Glucose is increased in first episode psychosis: correlation causation is not.

From this week’s JAMA, a meta analysis: psychosis is as much a somatic disorder as a psychiatric one. Kraepelin was describing these changes 100 years ago. These aurhos have summarized the epidemiological data for us: the quote is from the abstract.

For these papers, instead of linkrot, I am going to put the reference in.

16 case-control studies comprising 15 samples met inclusion criteria. The overall sample included 731 patients and 614 controls. Fasting plasma glucose levels (Hedges g?=?0.20; 95% CI, 0.02 to 0.38; P?=?.03), plasma glucose levels after an oral glucose tolerance test (Hedges g?=?0.61; 95% CI, 0.16 to 1.05; P?=?.007), fasting plasma insulin levels (Hedges g?=?0.41; 95% CI, 0.09 to 0.72; P?=?.01), and insulin resistance (homeostatic model assessment of insulin resistance) (Hedges g?=?0.35; 95% CI, 0.14 to 0.55; P?=?.001) were all significantly elevated in patients compared with controls. However, HbA1c levels (Hedges g?=??0.08; CI, ?0.34 to 0.18; P?=?.55) were not altered in patients compared with controls.

These findings show that glucose homeostasis is altered from illness onset in schizophrenia, indicating that patients are at increased risk of diabetes as a result. This finding has implications for the monitoring and treatment choice for patients with schizophrenia.

Pillinger T, Beck K, Gobjila C, Donocik JG, Jauhar S, Howes OD. Impaired Glucose Homeostasis in First-Episode SchizophreniaA Systematic Review and Meta-analysis. JAMA Psychiatry. Published online January 11, 2017. doi:10.1001/jamapsychiatry.2016.3803

It is quite hard to get a fasting glucose but on an inpatient, with psychosis, due to disorganization. The current practice in NZ is to monitor glycosylated Hemoglobin(HbA1c) but these changes are late. Ir ia worth noting that these patients were antipsychotic naive or had less than two weeks treatment, and that the effect size, though significant, is small.

There is some data (I have seen presented)- that indicates that any antipsychotic will increase insulin resistance — and if it does not, it does not work. (I will admit that I was at a conference hearing early reports, not reading papers at the time).
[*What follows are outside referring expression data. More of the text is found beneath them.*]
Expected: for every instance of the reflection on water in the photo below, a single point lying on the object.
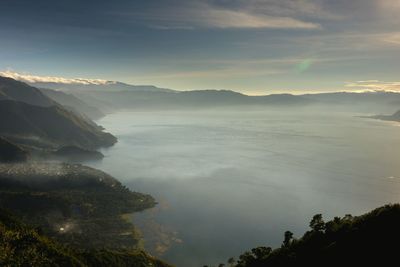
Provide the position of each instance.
(231, 180)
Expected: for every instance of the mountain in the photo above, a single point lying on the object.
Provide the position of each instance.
(33, 120)
(73, 204)
(10, 152)
(393, 117)
(49, 126)
(367, 240)
(108, 86)
(11, 89)
(367, 102)
(73, 103)
(68, 215)
(112, 101)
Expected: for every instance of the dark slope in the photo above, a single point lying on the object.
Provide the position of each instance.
(109, 86)
(367, 240)
(393, 117)
(21, 245)
(54, 124)
(73, 103)
(11, 89)
(73, 204)
(10, 152)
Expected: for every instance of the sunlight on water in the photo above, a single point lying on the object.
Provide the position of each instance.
(228, 181)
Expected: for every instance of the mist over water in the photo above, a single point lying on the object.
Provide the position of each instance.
(230, 180)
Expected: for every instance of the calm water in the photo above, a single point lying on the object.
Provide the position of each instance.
(227, 181)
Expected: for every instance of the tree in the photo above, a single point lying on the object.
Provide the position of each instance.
(317, 224)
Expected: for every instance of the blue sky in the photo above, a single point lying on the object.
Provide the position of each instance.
(252, 46)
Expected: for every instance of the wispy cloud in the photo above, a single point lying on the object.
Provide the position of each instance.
(50, 79)
(375, 85)
(202, 14)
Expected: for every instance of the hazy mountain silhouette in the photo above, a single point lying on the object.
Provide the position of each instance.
(11, 89)
(53, 124)
(10, 152)
(73, 103)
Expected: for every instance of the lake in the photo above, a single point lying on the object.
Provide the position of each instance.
(230, 180)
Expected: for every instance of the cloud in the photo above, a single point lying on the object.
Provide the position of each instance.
(375, 85)
(200, 14)
(51, 79)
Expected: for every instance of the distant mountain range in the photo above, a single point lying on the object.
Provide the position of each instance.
(109, 86)
(35, 122)
(112, 96)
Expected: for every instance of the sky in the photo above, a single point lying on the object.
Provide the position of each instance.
(252, 46)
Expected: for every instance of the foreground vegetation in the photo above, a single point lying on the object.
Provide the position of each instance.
(68, 215)
(21, 245)
(368, 240)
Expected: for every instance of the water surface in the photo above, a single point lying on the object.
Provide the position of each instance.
(227, 181)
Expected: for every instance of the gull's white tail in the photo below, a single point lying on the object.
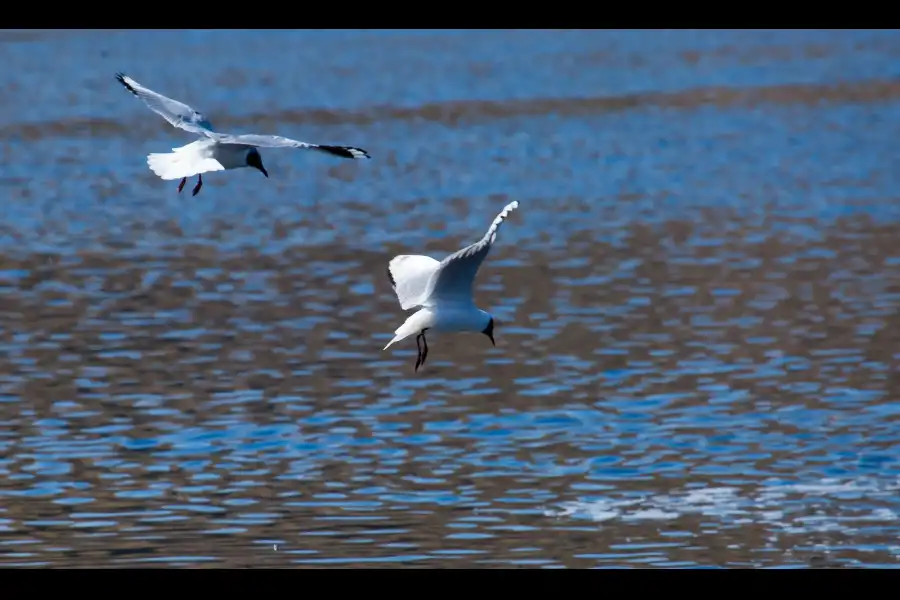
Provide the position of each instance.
(185, 161)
There is also a risk that we may over state a correlation and see causation. From a practical point of view, we do not as yet have enough information to change practice: we need trials that show that complications o diabetes are minimized in first episode if glucose resistance is treated from day one. My reading of the data suggests, to date, this is not the case.

6 thoughts on “Glucose is increased in first episode psychosis: correlation causation is not.
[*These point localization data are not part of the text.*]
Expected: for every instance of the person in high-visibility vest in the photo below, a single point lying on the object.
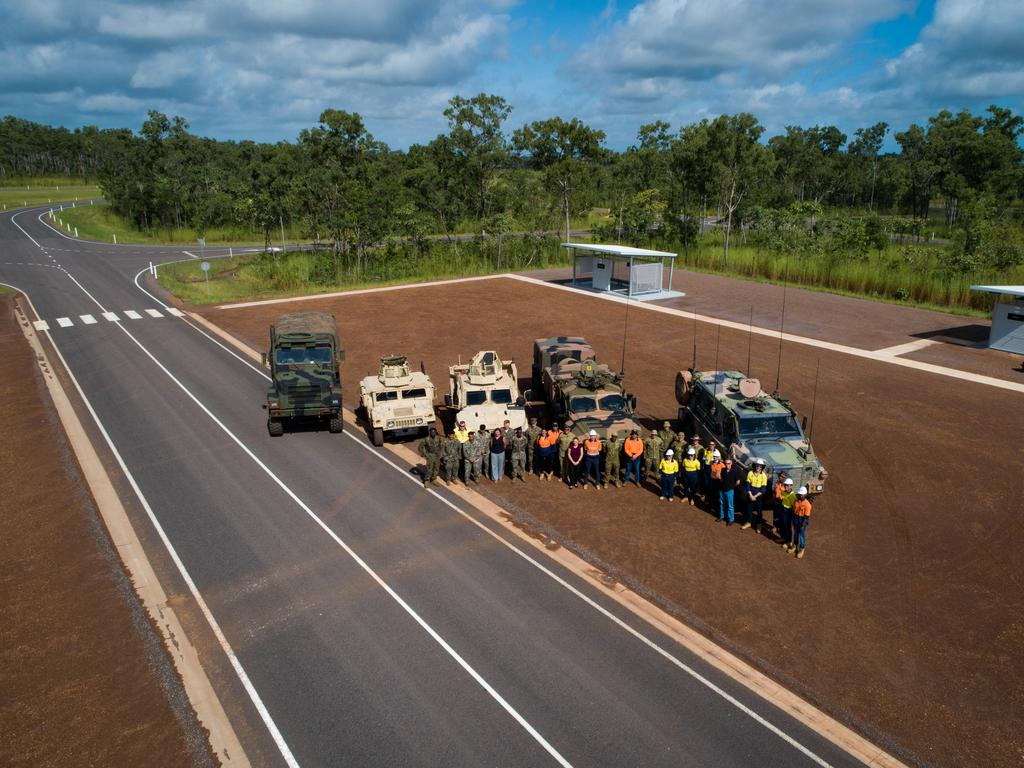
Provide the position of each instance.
(634, 455)
(788, 502)
(592, 461)
(669, 469)
(801, 519)
(691, 475)
(757, 488)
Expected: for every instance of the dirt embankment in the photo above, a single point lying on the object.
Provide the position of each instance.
(906, 617)
(83, 674)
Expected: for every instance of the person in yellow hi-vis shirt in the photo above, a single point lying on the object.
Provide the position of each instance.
(757, 489)
(691, 475)
(788, 501)
(669, 468)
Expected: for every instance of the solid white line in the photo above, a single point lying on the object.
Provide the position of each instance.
(254, 696)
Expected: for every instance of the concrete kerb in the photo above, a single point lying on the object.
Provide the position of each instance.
(696, 643)
(209, 711)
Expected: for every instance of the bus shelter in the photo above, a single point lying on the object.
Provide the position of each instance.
(633, 272)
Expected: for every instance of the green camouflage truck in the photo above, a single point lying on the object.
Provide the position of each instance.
(732, 410)
(305, 385)
(578, 387)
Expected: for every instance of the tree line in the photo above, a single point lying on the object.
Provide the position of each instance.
(805, 188)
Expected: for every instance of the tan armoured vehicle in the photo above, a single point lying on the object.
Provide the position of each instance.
(397, 400)
(486, 391)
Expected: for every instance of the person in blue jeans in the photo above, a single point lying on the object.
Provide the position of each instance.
(732, 478)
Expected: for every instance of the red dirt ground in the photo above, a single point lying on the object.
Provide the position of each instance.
(83, 674)
(905, 619)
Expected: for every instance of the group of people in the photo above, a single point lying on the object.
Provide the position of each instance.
(687, 466)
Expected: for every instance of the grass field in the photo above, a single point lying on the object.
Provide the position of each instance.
(23, 193)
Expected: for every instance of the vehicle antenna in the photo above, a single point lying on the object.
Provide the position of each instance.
(718, 342)
(814, 400)
(781, 326)
(750, 339)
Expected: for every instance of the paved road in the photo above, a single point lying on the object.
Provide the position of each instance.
(374, 623)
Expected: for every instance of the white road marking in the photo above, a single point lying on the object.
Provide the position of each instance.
(910, 346)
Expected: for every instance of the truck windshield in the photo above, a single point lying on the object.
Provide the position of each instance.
(612, 402)
(768, 426)
(303, 356)
(582, 404)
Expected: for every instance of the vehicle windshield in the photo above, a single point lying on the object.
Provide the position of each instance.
(768, 426)
(303, 356)
(613, 402)
(582, 404)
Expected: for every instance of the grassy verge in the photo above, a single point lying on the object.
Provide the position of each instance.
(23, 193)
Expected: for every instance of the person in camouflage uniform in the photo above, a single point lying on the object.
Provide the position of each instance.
(431, 449)
(452, 459)
(652, 454)
(612, 459)
(563, 445)
(472, 456)
(518, 445)
(532, 432)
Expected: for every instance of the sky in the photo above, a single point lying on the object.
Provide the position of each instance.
(264, 70)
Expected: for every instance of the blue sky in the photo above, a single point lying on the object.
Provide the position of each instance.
(265, 69)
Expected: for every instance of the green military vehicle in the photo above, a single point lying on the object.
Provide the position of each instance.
(578, 387)
(732, 410)
(304, 379)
  1. The Glucose homeostasis changes are Effect not Cause. They bring on secondary, and severe, issues, but they’re not the driving force.

    The Human body has a descending level of defense points. The Glucose up-shift is most likely because the nervous system requires more energy. The fastest way to do this is to shift Glucose, which increases the pass-through rate over the Blood-Brain barrier.

    • In short: if you look at people with their first episode of psychosis they have a higher blood glucose and their insulin does not work as well. This is a small to moderate change.

      What Looking glass says is that this is not the cause. I agree that it is driven by something else. What we agree on is that this affects the body as well as the brain.

      • thank you for explaining … that’s what i thought it all meant.

        having seen this up close and personal with my daughter … and my ex, who was diabetic (unmanaged b/c he did not manage it and ultimately was his cause of death), i often wondered if/what the correlation was, if any – of course not talking about a first episode here but multiple over years. i would agree it’s not the cause, but i’ve wondered if it’s not a trigger. i’m not a scientist at all, but i totally agree that it is a full system thing. cause? idk – but i suspect there are multiple. how it begins or is triggered? idk, but i know it’s complex, and by the time it’s over it’s systemic.

  2. Some secondary effects are far more destructive than the primary disorder. Classically, it’s not the disorder that kills you, it’s the infections you pick up because of the disorder that does.